I looked at the three pairs I’d draped over my desk chair. “Won’t that be too dressy?”

“Not if they’re khaki-colored. How about the ones you wore when we saw that show in Boston?”

How did she even remember that shit? If Delia asked me to name three items of clothing that she’d ever owned in her lifetime, I couldn’t do it.

I lifted the pants off their hanger. “All right. What else?”

“The shirt should be a dark color. Dark blue, maybe? With the collar open. Whatever you do, don’t button that sucker all the way up. Wear a t-shirt underneath, and it’s okay if the t-shirt is visible at the collar. That takes you one notch back toward casual. And no tie.”

See? This was why a guy called his sister. I hopped into the pants using one hand. “And the shirt is tucked in, right?”

“Tuck it in! Absolutely. Unless you really don’t want to get laid.”

I laughed and had to grab the phone to keep it from hitting the floor. “That’s not happening.”

“Are you saying that because you’re talking to your sister? Or because you really believe it?”

“Uh, why? Are you doing a psych rotation at school, or something?” I pulled a clean t-shirt over my head.

“I was only teasing about your record with girls. You know that right? You’re a catch, Andy. As long as you tuck your shirt in.”

“That must be what I’ve been doing wrong.”

My sister laughed. “Your only real problem is confidence.”

I stuffed my feet into a pair of shoes. “Am I wearing a jacket, too? Or just my coat?”

“Your plain black sport jacket. It still fits, right? God, I hope your arms aren’t getting any longer. Because you’re already kind of like an orangutan.”

“And you wonder why I don’t have any confidence,” I mumbled.
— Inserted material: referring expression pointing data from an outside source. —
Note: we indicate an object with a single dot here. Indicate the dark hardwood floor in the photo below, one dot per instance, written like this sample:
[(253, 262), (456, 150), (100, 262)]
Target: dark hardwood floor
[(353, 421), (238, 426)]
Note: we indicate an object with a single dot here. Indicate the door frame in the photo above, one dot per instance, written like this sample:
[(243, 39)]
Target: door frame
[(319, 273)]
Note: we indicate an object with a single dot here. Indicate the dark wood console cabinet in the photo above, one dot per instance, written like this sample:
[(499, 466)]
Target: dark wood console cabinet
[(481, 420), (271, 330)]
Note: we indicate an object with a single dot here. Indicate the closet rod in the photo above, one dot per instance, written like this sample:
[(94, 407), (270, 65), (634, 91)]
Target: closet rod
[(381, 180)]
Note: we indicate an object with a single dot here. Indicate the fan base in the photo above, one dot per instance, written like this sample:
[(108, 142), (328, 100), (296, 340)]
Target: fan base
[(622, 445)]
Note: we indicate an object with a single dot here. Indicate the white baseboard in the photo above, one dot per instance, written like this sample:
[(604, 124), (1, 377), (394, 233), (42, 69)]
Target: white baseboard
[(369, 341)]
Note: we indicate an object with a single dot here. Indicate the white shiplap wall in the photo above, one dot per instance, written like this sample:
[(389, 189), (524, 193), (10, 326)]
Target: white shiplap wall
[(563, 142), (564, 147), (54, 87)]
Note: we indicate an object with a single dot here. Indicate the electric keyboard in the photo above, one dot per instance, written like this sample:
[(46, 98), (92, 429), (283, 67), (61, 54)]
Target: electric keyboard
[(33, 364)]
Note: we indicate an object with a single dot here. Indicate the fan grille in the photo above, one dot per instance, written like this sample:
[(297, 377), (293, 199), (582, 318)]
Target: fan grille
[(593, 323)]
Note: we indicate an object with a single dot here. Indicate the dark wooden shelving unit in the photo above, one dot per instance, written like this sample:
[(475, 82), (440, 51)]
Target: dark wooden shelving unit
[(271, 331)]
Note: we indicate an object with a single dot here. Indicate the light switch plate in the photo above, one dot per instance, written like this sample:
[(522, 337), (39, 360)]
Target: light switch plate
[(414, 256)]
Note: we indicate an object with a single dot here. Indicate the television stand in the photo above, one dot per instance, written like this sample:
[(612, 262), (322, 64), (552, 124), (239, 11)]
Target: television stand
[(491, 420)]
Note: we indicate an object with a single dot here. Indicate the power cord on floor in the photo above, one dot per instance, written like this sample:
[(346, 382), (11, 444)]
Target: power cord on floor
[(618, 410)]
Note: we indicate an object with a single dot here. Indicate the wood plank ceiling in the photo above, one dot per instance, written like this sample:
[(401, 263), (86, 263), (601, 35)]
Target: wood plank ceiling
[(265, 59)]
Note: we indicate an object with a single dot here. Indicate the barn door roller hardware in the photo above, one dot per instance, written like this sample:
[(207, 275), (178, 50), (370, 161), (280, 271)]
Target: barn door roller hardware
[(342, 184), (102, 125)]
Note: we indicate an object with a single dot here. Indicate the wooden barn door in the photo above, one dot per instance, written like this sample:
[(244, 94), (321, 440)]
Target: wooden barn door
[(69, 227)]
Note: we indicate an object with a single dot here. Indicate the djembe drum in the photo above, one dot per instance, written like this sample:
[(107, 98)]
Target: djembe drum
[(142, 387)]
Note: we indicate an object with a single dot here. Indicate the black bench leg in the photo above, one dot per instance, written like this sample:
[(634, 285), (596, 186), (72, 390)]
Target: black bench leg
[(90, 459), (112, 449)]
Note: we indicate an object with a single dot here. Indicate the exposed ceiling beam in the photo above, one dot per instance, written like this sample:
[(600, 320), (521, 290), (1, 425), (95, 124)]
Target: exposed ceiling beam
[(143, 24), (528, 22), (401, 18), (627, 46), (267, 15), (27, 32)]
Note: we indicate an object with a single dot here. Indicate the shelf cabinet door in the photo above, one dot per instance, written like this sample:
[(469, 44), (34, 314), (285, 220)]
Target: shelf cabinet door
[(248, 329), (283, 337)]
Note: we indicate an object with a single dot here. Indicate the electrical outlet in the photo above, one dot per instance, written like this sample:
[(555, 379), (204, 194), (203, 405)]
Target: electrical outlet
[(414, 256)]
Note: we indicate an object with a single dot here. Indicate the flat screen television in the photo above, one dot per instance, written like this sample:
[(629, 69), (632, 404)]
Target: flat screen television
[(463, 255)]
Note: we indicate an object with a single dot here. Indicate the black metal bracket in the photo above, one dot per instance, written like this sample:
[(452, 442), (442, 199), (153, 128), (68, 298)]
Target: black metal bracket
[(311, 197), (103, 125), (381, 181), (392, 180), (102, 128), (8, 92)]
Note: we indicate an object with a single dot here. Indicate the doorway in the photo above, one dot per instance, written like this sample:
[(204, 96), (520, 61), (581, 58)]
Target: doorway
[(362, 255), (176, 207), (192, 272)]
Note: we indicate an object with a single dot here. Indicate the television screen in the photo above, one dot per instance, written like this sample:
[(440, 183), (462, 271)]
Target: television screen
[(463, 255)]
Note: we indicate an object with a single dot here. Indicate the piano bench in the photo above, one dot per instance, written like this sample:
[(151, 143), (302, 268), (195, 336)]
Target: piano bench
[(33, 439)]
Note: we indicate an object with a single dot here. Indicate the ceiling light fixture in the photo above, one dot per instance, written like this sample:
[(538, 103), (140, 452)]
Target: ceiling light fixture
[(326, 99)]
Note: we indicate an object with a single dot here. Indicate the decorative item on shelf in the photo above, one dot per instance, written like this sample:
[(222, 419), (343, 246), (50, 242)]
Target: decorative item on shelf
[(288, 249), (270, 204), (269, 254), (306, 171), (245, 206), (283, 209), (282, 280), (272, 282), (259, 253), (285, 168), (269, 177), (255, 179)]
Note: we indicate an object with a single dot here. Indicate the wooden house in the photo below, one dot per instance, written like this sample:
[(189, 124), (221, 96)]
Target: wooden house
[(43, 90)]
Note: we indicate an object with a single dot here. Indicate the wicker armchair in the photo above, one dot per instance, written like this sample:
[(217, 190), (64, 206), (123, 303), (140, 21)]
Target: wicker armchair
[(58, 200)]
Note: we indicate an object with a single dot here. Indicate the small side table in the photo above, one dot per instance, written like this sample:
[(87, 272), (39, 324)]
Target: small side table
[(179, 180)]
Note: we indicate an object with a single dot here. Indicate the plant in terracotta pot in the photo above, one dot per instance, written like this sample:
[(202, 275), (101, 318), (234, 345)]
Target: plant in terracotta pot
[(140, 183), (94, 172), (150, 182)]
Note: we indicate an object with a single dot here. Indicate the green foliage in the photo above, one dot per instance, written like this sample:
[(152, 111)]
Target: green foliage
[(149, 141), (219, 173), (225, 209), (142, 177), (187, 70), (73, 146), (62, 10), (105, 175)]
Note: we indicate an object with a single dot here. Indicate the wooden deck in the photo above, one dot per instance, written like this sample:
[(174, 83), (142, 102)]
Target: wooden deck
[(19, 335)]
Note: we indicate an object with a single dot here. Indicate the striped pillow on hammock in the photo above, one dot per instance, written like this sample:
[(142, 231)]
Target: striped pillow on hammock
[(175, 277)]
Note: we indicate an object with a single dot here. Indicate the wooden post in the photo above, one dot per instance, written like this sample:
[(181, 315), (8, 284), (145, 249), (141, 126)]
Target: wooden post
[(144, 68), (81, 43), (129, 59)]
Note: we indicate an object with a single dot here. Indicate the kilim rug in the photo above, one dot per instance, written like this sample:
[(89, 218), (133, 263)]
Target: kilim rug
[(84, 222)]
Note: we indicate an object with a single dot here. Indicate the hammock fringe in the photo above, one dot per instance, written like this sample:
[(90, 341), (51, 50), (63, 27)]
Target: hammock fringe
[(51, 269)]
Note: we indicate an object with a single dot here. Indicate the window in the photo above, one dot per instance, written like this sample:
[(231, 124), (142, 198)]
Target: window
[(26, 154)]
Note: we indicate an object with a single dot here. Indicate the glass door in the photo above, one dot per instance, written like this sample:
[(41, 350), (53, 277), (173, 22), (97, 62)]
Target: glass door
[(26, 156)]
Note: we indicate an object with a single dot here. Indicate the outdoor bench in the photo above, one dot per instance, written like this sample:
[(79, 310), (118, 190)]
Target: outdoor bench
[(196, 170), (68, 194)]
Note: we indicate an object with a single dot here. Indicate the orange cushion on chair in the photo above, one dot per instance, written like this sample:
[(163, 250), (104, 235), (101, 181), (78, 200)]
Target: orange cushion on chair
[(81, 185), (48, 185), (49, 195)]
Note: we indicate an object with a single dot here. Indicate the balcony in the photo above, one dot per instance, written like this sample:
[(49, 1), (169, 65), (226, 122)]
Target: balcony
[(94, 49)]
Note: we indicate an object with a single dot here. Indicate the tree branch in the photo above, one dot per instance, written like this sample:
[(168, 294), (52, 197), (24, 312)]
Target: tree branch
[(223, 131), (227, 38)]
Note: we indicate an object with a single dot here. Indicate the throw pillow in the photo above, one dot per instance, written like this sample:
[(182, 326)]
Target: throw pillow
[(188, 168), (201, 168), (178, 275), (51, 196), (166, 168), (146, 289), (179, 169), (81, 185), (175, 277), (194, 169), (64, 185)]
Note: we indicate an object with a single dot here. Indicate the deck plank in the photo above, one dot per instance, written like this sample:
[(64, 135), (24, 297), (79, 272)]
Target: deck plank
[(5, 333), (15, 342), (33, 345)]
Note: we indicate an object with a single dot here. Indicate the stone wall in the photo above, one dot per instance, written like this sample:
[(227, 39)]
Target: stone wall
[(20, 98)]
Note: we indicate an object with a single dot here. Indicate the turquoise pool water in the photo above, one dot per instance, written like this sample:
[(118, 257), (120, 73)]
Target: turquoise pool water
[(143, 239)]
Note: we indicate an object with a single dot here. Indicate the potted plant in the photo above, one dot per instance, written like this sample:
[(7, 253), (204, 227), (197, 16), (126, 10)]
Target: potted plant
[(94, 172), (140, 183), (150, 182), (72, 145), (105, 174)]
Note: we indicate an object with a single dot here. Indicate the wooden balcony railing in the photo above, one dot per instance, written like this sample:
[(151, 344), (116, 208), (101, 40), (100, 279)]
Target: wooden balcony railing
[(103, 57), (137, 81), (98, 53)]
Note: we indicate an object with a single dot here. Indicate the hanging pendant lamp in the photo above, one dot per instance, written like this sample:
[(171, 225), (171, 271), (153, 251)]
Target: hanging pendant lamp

“Kidding! But seriously, if the jacket sleeves are too short, then skip it. And you need to shine your shoes.”

“I don’t have time.”

“What? When is this date?”

“Ten minutes.”

“Andrew Isaac Baschnagel! Did you shower and shave?”

“Yes, Mom.”

“Hang up and go meet your girl. Crap. I wanted you to send a picture before you left. In case you need tweaking.”

“No time for tweaking. Bye, Delia! Thanks.”

“Bye, orangutan.” Then she clicked off. Delia loved getting the last word.

But never mind. I put on exactly what she’d told me to. I hung up the pants that hadn’t made the cut. Then, shoving my keys and my wallet into a pocket, I ran out the door and down the entryway stairs. Checking my phone, I saw that I had plenty of time. It was a two-minute walk to Katie’s dorm, and I had twice that.

My phone buzzed with a text from Delia. Good luck with the WASPs, string bean.

Holding up my phone and grinning like a dork, I took a selfie and sent it to her.

The clothes look great. But UR hopeless, she replied.

That was probably true. And I’d never admit it to my sister, but she wasn’t totally off base with her remark about my confidence. Some guys just had a kind of swagger that worked for them. My neighbor Bridger? All he had to do was walk into a room, and the girls hurled themselves at him, like moths at a window screen on a summer night.

But what was swagger, really? It came from the belief that hot girls wanted to take you to bed. So, to acquire it, you’d need at least a little evidence that this was true.

Yeah. I didn’t have that. All I had was evidence that a hot girl needed a date for a party. But that was better than nothing, right? And I’d have a couple of hours in the company of the lovely Katie Vickery.

Life could really be worse.

Apparently Delia wasn’t done with me, though. When my phone buzzed again, she’d written: Ask her out on your way home 2nite. Don’t chicken out.

I hadn’t thought that far ahead. But my sister was a smart girl. Okay. If things go well, I’ll do it, I replied.

If U do, I’ll buy you a sundae at Lou’s. If U chicken out, I win a sundae.

That seemed like a perfectly good incentive to do something that I already wanted to do. Deal, I replied.